El clima impuso sus condiciones en una acción determinante para el alza de
las adquisiciones. El paraguas se usó para defenderse del poco sol decembrino.
La mayoría tuvo el adminículo a la mano para usar en caso de las potenciales
lluvias que preñaban las nubes grises de ese año septenario y centenario de
2019.
La pausa aquietó las carteras por un rato, pero los niños incrementaron el
gasto presupuestal. El algodón de azúcar, con su color rosado pálido, era
devorado por los mordiscos de infantes desasosegados. Ellos reclamaron las
bombas inflables con figuras del ratón Miguelito mientras sonaban los pitos que
trinaban con saliva. La infantil sociedad de consumo se mostró insaciable. La
horda de muchachitos extorsionaba a sus progenitores.
Vendían su silencio
ritual exigiendo más baratijas. Era la octava de Navidad y las pompas de jabón
ofertaban las ilusiones del aquel juego de compras.
Los mayores, adolescentes y abuelos, participaron de la puja. Los
venerables ancianos exigían la pomada de marihuana para la artritis. Los
jóvenes innovadores adquirieron una varilla metálica para enroscarla a su
teléfono móvil. Las selfis certificaban la participación en directo de la ceremonia.
Los gariteros trajeron sus juegos de azar para apropiarse de las baldosas
menos sucias. Ellos lanzaron sus apuestas sin respeto por la tradición
litúrgica del evento. La avaricia poseía sus haberes. A su lado se vendía los
banderines estampados con imágenes de la Chinca. Los motivos eran sacados de la
internet o de la imaginación del algún publicista que decidió innovar el
concepto gráfico de la advocación.
Los teléfonos móviles seguían atendiendo las llamadas inoportunas para
concretar la invitación a almorzar. Las comunicaciones comprendían ese otro
renglón de gastos oficiales incluidos dentro de la visita de la promesa grande.
La única compra que cumplió con el derecho ancestral de rendir un homenaje
a la Reina de Colombia fueron las rosas. Los devotos raizales lanzaron sus
pétalos al paso humilde de sus cargueros.
El ritmo agotador de las transacciones se asemejaba a un dominical parque
de diversiones. Los papás modernos llevaron las patinetas de colorines
estridentes para que sus chicos las estrenaran contra los tobillos de los
penitentes.
El murmullo crecía con las angustias propias del afán. El consumo desmedido
de ciertas bebidas, con alto contenido diurético, pasó su cuenta de cobro.
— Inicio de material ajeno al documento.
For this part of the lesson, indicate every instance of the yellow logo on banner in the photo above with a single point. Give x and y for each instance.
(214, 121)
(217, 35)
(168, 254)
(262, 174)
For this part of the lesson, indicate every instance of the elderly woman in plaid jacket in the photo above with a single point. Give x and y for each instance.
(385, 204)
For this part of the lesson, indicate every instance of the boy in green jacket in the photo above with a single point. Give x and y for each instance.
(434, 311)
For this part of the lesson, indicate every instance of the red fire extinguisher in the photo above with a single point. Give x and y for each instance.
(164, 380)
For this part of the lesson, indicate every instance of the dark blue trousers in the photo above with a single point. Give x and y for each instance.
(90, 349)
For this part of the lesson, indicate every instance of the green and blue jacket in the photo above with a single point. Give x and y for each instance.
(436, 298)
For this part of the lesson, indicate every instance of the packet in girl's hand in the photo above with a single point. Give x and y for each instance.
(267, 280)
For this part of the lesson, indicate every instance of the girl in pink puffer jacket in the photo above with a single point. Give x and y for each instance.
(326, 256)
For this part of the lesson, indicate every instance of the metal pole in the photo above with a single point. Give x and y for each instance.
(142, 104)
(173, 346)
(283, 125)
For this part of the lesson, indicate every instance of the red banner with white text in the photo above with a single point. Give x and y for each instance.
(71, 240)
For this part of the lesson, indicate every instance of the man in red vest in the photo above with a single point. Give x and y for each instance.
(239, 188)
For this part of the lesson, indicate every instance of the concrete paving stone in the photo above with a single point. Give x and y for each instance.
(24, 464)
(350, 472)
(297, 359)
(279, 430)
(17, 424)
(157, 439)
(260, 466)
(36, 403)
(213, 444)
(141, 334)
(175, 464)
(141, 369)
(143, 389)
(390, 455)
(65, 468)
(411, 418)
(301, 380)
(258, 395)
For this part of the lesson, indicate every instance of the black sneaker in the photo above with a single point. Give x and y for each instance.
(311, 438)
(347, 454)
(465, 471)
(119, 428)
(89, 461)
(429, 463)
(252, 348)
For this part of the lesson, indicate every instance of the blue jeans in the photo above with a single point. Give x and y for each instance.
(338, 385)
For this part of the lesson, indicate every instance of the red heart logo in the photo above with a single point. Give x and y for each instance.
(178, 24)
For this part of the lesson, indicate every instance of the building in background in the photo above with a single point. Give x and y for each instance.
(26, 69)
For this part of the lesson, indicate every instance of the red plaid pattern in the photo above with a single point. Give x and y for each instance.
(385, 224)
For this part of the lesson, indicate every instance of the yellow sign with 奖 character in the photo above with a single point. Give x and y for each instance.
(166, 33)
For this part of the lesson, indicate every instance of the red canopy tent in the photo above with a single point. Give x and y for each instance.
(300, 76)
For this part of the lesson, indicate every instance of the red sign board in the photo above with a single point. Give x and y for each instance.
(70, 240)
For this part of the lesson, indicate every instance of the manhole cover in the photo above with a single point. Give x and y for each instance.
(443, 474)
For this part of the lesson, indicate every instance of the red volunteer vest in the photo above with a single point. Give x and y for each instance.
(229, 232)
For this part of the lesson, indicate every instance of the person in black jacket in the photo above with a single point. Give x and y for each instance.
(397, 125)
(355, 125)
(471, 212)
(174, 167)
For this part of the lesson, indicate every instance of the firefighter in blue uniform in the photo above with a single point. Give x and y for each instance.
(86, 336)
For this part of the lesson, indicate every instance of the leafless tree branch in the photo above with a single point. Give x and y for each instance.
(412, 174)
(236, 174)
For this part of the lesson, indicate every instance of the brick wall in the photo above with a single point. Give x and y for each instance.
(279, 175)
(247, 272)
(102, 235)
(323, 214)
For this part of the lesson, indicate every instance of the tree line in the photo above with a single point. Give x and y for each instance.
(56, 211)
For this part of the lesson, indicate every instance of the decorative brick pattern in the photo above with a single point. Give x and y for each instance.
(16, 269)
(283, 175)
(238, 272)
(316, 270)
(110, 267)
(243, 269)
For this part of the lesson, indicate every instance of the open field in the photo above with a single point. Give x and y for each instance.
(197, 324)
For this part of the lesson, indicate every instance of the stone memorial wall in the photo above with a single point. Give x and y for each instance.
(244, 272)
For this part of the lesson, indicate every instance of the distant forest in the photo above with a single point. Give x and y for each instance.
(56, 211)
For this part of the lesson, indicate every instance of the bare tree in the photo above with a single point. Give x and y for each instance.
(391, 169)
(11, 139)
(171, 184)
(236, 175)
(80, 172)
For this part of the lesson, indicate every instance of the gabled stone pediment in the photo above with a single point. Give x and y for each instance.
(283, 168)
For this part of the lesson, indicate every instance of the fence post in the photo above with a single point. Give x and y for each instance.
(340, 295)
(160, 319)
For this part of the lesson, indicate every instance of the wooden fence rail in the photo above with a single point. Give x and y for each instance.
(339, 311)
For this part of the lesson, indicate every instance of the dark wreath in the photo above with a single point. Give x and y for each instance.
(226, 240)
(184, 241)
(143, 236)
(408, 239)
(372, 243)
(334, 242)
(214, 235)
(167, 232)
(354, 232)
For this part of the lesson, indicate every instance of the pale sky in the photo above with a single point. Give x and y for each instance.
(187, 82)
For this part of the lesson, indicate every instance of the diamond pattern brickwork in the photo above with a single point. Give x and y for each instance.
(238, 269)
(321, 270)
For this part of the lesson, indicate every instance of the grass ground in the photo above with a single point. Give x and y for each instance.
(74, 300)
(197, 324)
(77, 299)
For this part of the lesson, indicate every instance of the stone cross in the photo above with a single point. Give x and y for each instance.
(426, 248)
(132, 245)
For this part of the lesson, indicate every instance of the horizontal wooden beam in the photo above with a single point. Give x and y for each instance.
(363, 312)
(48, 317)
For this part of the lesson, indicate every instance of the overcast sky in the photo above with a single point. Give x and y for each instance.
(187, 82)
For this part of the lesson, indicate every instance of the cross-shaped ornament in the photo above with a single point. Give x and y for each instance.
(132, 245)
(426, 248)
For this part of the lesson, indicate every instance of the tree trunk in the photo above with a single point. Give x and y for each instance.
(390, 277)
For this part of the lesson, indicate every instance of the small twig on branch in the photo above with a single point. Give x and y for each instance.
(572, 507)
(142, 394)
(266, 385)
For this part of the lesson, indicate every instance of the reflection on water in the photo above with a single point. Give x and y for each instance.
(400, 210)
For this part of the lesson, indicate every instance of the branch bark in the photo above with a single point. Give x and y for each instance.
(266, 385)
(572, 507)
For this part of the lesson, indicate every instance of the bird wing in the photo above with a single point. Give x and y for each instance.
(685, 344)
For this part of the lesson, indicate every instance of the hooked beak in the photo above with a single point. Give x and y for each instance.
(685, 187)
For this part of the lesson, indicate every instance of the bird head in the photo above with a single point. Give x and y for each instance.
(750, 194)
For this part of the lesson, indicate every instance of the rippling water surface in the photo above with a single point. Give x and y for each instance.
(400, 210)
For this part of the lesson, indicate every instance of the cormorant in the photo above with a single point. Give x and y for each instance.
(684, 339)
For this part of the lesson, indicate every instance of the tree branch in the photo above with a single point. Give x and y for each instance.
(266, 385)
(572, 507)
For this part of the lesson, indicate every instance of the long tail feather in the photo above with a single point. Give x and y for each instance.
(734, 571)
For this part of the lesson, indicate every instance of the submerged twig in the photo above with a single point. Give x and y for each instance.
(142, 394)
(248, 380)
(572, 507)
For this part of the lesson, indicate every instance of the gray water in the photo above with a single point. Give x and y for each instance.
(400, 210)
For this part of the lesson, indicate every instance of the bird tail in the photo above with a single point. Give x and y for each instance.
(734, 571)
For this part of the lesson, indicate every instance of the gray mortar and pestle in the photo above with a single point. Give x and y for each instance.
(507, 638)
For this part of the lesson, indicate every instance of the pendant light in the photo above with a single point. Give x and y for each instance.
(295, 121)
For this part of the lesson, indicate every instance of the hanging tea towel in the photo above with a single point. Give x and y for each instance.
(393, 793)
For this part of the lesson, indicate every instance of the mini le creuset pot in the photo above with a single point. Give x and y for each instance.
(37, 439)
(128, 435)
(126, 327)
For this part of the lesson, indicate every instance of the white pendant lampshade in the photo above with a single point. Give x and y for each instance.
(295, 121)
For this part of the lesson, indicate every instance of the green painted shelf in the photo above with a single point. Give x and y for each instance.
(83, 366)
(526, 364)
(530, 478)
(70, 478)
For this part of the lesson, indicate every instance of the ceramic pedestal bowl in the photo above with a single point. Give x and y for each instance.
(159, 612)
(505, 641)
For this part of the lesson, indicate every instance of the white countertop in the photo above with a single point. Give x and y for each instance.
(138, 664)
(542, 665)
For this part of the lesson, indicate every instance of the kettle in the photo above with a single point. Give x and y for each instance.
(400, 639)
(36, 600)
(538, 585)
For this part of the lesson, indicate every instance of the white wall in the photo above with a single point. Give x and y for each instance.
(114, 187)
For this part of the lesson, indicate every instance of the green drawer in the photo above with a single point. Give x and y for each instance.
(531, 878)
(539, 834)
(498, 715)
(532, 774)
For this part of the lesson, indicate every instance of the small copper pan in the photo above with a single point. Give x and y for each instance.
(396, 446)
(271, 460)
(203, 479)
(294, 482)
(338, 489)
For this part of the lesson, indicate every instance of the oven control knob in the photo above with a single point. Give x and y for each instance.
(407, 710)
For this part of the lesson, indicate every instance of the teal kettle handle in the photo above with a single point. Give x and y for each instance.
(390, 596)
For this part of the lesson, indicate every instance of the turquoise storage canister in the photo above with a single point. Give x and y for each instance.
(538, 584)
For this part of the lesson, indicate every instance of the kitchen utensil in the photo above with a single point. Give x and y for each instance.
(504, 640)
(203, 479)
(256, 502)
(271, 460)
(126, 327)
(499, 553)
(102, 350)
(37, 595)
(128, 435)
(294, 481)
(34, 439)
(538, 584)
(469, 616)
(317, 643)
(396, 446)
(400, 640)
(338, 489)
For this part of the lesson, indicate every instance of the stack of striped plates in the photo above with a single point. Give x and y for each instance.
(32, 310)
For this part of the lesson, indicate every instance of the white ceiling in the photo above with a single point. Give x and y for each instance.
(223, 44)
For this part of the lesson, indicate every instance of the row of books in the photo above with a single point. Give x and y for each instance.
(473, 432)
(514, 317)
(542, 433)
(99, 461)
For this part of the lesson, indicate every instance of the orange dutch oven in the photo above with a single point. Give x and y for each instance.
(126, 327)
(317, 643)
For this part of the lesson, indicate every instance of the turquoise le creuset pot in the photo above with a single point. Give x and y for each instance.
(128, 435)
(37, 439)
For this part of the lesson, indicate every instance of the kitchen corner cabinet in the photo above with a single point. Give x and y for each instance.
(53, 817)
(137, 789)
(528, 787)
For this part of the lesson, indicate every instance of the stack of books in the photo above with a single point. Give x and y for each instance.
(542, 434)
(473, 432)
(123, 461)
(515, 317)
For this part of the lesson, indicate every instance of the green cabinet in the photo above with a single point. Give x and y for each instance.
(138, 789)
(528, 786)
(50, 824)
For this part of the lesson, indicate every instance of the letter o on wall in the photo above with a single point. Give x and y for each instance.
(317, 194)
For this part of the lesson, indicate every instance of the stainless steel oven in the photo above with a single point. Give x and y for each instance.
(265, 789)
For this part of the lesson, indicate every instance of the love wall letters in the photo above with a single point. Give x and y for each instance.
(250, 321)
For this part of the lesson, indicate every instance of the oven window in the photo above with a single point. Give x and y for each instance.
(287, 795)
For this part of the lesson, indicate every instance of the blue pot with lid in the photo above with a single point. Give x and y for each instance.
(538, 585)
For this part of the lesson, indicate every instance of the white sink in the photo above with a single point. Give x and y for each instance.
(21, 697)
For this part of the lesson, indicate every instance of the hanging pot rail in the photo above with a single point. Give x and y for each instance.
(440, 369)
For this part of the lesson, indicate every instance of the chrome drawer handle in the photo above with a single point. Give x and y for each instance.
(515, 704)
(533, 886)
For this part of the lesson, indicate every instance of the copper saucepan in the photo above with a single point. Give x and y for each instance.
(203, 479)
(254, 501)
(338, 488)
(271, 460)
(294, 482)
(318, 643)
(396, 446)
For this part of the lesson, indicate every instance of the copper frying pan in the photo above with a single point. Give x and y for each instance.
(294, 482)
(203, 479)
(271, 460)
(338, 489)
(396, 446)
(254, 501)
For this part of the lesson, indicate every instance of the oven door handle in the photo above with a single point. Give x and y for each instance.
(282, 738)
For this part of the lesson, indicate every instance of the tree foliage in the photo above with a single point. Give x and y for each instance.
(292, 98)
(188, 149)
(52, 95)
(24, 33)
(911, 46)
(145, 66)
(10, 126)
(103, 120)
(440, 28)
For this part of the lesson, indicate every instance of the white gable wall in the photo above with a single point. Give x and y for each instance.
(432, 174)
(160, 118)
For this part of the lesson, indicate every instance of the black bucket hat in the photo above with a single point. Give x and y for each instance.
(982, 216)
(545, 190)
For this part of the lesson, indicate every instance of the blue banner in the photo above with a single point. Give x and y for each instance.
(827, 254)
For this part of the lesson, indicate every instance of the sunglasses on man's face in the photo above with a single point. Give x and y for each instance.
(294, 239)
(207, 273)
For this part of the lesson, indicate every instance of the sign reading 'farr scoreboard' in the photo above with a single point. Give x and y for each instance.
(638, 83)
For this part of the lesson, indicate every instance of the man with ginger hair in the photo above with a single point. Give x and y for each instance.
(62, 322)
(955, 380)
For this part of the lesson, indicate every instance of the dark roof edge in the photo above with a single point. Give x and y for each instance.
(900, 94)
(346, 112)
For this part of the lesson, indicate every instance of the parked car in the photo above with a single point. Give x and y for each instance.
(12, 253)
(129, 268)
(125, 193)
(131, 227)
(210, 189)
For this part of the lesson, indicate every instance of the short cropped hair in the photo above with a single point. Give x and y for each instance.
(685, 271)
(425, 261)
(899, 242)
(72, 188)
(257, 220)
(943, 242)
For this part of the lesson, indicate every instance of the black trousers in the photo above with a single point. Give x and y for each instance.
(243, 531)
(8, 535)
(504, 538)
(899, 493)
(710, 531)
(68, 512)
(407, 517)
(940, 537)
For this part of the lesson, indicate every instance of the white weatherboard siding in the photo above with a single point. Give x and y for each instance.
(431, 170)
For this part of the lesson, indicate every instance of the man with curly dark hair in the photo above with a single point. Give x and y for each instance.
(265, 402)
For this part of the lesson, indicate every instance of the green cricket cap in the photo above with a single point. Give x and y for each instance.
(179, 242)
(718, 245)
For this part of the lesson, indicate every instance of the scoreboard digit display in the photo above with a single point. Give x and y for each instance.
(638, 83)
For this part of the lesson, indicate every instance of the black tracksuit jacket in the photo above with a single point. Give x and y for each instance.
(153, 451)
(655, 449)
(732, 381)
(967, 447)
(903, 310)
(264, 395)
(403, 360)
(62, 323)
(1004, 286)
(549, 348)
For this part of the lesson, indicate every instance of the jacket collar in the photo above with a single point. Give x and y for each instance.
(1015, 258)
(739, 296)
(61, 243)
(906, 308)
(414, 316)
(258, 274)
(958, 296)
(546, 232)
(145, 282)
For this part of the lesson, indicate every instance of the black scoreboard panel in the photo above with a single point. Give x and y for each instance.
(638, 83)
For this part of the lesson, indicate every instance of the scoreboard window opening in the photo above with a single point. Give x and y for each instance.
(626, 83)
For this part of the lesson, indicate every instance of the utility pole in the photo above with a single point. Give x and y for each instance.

Las
idas en busca de un baño incrementaron los rubros por el uso de sanitarios.
La homilía del prelado llegó a su segunda parte titulada: “el personaje
central que lleva María en sus brazos” y los voceadores del almanaque Bristol
subieron el volumen para aplacar a la competencia que rebajaba el costo del
calendario de la Virgen de Chiquinquirá, el llavero y la camándula, en un combo
de oportunistas.
La repetición de gangas la interrumpió el infaltable señor lotero que
ofreció el número ganador terminado en 26. Los trabajadores de la informalidad,
algunos con acento venezolano, bajaron los precios porque se formaron las filas
para comulgar. El tiempo corría sin tregua.
Los mercaderes del templo lanzaron su producto estrella: la efigie de la
Virgen de Lourdes. Esta pieza pasó a competir contra los envases plásticos del despacho
parroquial. A esa medida se sumó el apicultor artesanal que invitó a saborear
su dulce manjar entre algunos diabéticos.
El final de la acción ferial tuvo a unos personajes singulares. Se trató de
dos frailes franciscanos que vendían estampas del lienzo original de la
Patrona. El ejemplo mercantilista dado por los monjes tranquilizó la conciencia
usurera de los laicos.
Los practicantes de la regla de san Francisco de Asís obtuvieron manojos de
billetes al dejar sin contexto el negocio de los pobres de sayal, Ordo Fratrum Minorum.
La bendición apostólica, con indulgencia plenaria, cerró el año jubilar y
la multitud piadosa se marchó presurosa. El resto de visitantes pertenecía a
una subespecie del veraneante nacional que adonde llega espera que le rindan
pleitesía.
El turismo histórico y cultural de la Villa de los Milagros quedó relegado
a una venta de ocasión.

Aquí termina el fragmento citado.